Where the AN DAC 4 falls a bit behind today’s better DACs is on the micro-level. The super subtle viola that joins Tom Waits on “I’m Still Here” in the opening of that heartbreak of a song is very nearly imperceptible through the AN DAC 4, reproduced far off in the distance as if a thick fog rolled in between it and Wait’s vocals and piano. That said, Waits’ voice and piano sound superbly rich and big and filled with emotion. Ripe.
The senior citizen CAL Alpha Tube DAC sounds much more fleet-of-foot as compared to the Audio Note, nearly able to run rings around the AN’s slower-sounding heft. While the AN sounds comparatively a bit thick, we’re talking trade-offs, as is the case with nearly every hifi comparison, since we could call the CAL DAC comparatively lightweight. One big plus for the Audio Note’s heavier hand reveals itself with less than wonderful sounding recordings. Where the CAL DAC emphasized edges, the AN emphasizes body. The Voudon Effect by Orchestre Poly-Rythmo de Cotonou that kinda fell apart into a compressed and edgy mess through the CAL Alpha became a rich, boogie-laden wonderland with the Audio Note at the helm. The less than great quality of this recording is still evident but the Audio Note’s sound signature makes for a very agreeable translation.
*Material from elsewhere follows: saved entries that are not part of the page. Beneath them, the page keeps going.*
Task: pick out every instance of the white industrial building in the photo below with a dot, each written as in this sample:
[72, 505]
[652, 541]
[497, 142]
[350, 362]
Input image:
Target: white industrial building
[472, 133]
Bauhaus’ In The Flat Field, which recently turned 40, loved the Audio Note DAC 4 as did PJ Harvey, The Birthday Party, Boris, IDLES, Fontaines D.C. and every other heavy hitter in my virtual music library and I was more than tempted by the AN’s sonic character to run through this kind of music for days on end with sheer delight. Damn, I hadn’t been driven to listen to Steppenwolf’s self titled debut from 1968 in ages! Thank you, Audio Note DAC 4 Signature. That album rocks, hard.
Here we have another trip down digital conversion’s memory lane that has nary a hint of nostalgia when it comes to sound. It’s no wonder Audio Note still employs the same DAC chip in their current production DAC 4.1x as found in this 18-year-old heavyweight of a DAC. Some recipe’s remain tasty regardless of age.